Apparently, the past two years have been weighing on her. I am 25, funemployed ™, and still live with my parents in my hometown of Baker, Ohio. I never make my bed, I have turned the basement into my own personal laboratory, my mom cooks me at least one meal a day, and I love every second of it. You should see the size of my stock portfolio. No rent, no groceries (okay, I chip in a bit), and six years ripping off the naive children of the world through Simon Codes It YouTube classes? I could practically retire.

If I were Alice, I would have had enough of myself too. So, I've agreed to get a job. Moving out is far too much to ask of the child (me) at this stage – but she knows that. One win. She said this morning. I just need one win. So, I am here, in Middletown, ready to deliver on my promise.

I know what you're thinking. And yes, I could be using my LinkedIn network and my stupid degree to bless the halls of Amazon or Google or some other snooty Silicon Valley start-up, but that isn't much of a challenge, is it? It's almost too easy. I let them peak at my portfolio and they're at their knees begging for me like it was scripted in a homemade porno.
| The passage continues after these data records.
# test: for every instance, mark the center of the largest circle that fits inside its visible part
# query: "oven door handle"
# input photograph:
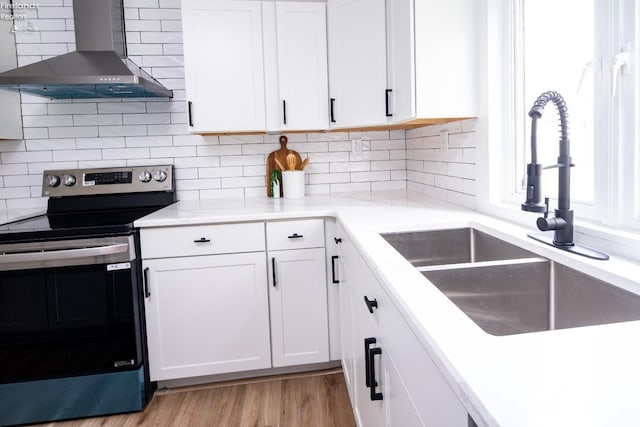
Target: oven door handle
(64, 254)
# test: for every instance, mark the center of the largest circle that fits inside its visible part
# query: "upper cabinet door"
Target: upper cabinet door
(357, 62)
(302, 66)
(401, 76)
(224, 65)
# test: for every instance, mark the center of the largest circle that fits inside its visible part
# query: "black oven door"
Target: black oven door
(68, 308)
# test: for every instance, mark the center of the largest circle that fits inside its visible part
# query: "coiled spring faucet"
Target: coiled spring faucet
(562, 221)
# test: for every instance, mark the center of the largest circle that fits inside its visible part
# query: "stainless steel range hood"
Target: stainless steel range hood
(98, 68)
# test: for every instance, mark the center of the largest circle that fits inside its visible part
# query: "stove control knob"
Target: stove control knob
(53, 180)
(69, 180)
(145, 176)
(160, 175)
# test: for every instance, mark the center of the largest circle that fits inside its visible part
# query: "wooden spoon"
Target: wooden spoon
(304, 163)
(291, 161)
(279, 165)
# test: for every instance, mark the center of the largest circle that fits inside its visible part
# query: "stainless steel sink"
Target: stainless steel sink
(532, 295)
(452, 246)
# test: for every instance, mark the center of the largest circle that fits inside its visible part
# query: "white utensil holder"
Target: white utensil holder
(293, 184)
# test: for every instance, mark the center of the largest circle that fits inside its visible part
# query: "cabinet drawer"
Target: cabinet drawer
(308, 233)
(202, 240)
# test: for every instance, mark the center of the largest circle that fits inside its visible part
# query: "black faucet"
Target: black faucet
(562, 221)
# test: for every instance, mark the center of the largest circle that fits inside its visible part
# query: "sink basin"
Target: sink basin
(452, 246)
(533, 295)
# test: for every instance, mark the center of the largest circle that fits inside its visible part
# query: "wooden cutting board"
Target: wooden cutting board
(281, 156)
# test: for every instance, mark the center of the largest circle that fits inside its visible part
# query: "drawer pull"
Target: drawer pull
(372, 373)
(333, 269)
(367, 371)
(273, 271)
(371, 303)
(145, 278)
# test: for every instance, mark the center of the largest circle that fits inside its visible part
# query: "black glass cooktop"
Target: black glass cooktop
(72, 225)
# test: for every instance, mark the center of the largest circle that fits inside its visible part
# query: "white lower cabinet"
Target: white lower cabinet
(298, 302)
(207, 315)
(297, 292)
(392, 379)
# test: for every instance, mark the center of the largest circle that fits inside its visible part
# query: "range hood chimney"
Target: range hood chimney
(99, 68)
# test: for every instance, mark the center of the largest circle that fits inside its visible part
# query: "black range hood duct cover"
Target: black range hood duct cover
(98, 68)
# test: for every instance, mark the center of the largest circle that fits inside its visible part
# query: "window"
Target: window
(587, 51)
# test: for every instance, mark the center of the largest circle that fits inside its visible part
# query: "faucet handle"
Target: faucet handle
(546, 207)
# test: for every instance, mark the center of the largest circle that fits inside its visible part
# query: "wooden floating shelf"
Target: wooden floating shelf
(409, 124)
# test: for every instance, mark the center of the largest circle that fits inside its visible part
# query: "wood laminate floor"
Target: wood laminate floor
(317, 399)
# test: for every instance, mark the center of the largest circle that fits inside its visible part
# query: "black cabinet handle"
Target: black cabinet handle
(386, 102)
(367, 360)
(371, 304)
(372, 373)
(333, 269)
(284, 111)
(273, 271)
(145, 277)
(332, 101)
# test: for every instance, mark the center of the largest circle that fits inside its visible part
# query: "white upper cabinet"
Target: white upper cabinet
(402, 61)
(401, 71)
(254, 66)
(224, 65)
(10, 108)
(301, 35)
(446, 58)
(357, 62)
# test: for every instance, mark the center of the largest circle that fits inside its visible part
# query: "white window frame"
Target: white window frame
(619, 233)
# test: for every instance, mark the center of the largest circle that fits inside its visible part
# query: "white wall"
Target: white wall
(101, 133)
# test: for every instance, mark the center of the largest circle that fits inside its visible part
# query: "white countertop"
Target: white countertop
(586, 376)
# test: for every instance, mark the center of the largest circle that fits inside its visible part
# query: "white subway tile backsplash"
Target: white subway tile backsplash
(122, 107)
(129, 130)
(73, 131)
(200, 184)
(47, 121)
(247, 181)
(14, 169)
(161, 14)
(148, 141)
(54, 12)
(350, 167)
(51, 144)
(97, 119)
(76, 155)
(39, 167)
(72, 108)
(114, 142)
(328, 178)
(125, 153)
(370, 176)
(228, 172)
(388, 185)
(25, 156)
(137, 25)
(242, 160)
(353, 187)
(146, 119)
(220, 150)
(172, 151)
(116, 132)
I want to answer newspaper ads and take down flyers stuck to telephone poles. I want to do this the old-fashioned way. Hence, me, here, toeing my Nikes against the 70s-inspired orange and yellow checkered tile in the Middletown unemployment agency, 30 minutes away from the comfort of my Tempurpedic on a Wednesday morning.

The secretary has not stopped eyeing me above her decaying desk. It's wood, but at some point it was painted hunter green. I say at some point, because it's flaking off like dry skin. The entire room smells like must and my grandma's old wooden trunk where she keeps her nude polaroids from the 50s. I am the only person here, sitting in one of those flimsy plastic chairs you'd see in a Kindergarten classroom, fingering through the stack of magazines next to me trying to find one older than I am. I have found one that is 19, but that is as close as I can get.
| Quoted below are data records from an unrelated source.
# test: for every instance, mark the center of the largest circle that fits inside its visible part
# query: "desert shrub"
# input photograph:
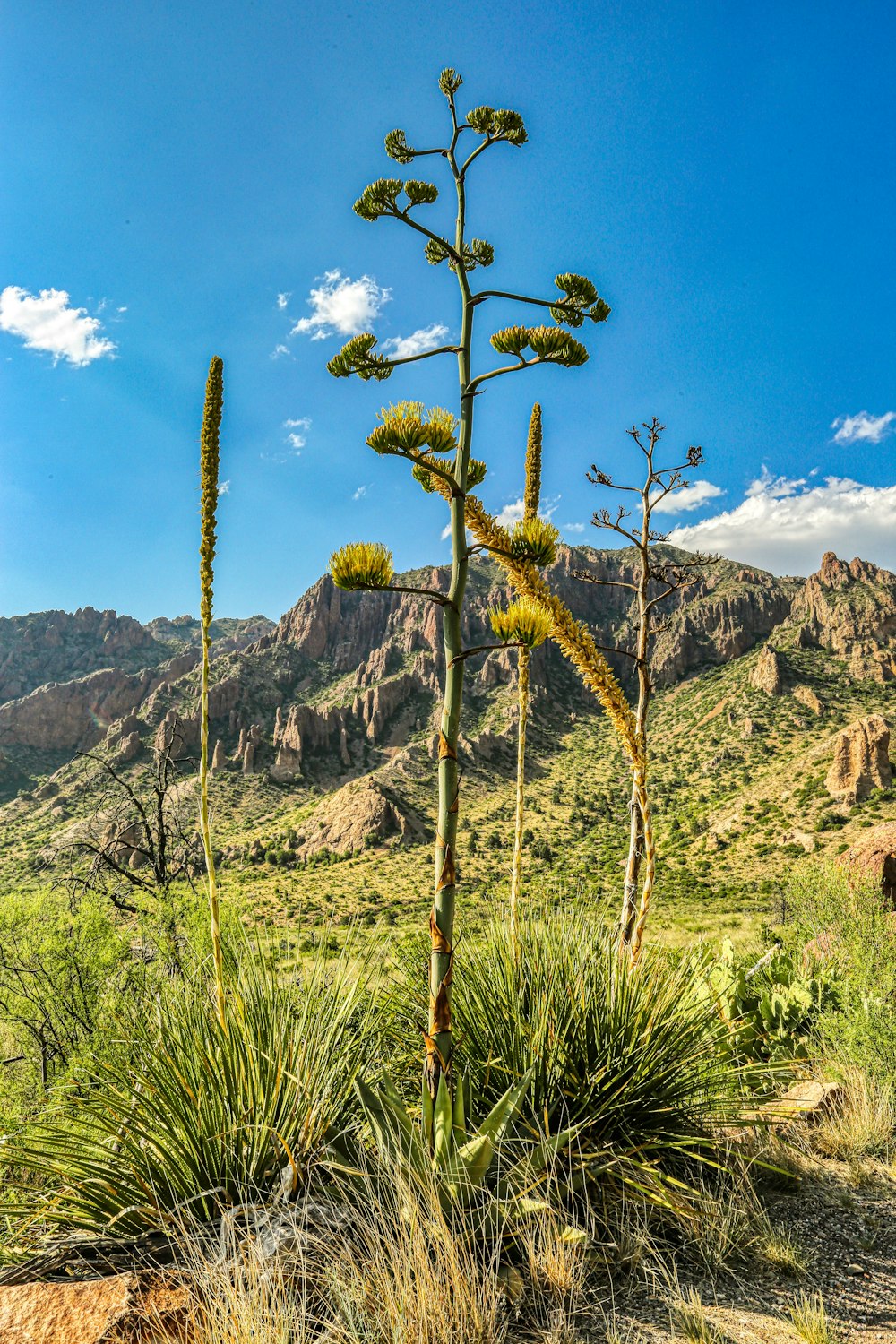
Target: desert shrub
(629, 1056)
(771, 1003)
(64, 972)
(191, 1116)
(847, 927)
The secretary makes a noise that sounds like it is supposed to be a cough, but it comes out unpracticed. I glance up at her. Her eyes shoot down to her dinosaur of a computing system so fast I swear I hear her neck crack. She's old, like this building, and dark, like this room, and quite clearly does not think much of me. Or maybe it is the Air Pods in my ears or the incessant Instagram scrolling. Either way, I clearly am not her type.
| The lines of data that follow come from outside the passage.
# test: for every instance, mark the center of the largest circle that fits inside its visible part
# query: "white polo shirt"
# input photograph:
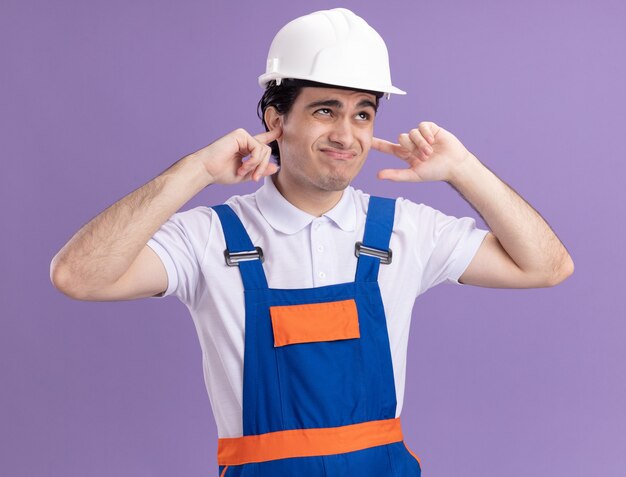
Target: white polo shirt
(301, 251)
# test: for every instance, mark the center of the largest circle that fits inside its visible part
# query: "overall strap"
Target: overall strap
(240, 251)
(375, 246)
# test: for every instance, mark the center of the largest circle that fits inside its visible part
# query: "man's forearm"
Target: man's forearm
(522, 232)
(103, 249)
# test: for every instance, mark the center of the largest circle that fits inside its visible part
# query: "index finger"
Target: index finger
(388, 147)
(268, 136)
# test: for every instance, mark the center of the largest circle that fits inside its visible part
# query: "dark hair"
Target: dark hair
(283, 96)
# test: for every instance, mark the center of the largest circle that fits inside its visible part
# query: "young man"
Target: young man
(302, 292)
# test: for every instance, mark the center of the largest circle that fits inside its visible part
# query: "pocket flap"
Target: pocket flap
(311, 322)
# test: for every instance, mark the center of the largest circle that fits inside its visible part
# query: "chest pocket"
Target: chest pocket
(314, 322)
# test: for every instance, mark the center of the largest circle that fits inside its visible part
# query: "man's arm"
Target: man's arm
(521, 250)
(108, 259)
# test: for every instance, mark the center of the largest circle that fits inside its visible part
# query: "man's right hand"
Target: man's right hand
(224, 158)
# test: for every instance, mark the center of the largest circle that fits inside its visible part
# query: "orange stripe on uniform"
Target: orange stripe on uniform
(307, 442)
(312, 322)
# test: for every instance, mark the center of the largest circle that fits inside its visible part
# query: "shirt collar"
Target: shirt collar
(285, 217)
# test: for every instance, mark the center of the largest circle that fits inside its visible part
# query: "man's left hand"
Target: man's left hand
(431, 154)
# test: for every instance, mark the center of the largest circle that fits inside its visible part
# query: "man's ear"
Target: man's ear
(272, 118)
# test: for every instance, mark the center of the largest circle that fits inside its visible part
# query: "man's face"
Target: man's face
(326, 137)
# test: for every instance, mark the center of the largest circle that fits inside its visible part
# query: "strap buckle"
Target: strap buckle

A door screams open somewhere down the hallway. My music just muffles the voices that emerge with it. I discreetly double-tap my headphones. No way there is someone else here. I had thought this cute waiting period was the secretary's idea of fun.

"Thank you, sir. I will." I can only hear the one voice. It's a man's, strong and confident. The sir on the other end of the conversation isn't audible. I hear the door creak closed. The man in question clears his throat, suddenly appearing in the unlit hallway, only fully illuminated once he steps into the waiting room where a muted ray of sunshine falls onto just him.

He looks disheveled. He has work boots on, but he's wearing nice jeans and an attempt at a button-down, but the buttons aren't buttoned correctly, and half the shirt hangs lower than the other. His sleeves are rolled haphazardly and he's wearing a Red Sox hat that looks about 30 years old. His hair curls around it like it knows to grow that way. Like he never takes it off. He's my age, maybe older. He has a five-o clock shadow, but it makes him look distinguished, not unclean, despite the fact he looks like he got dressed in his car.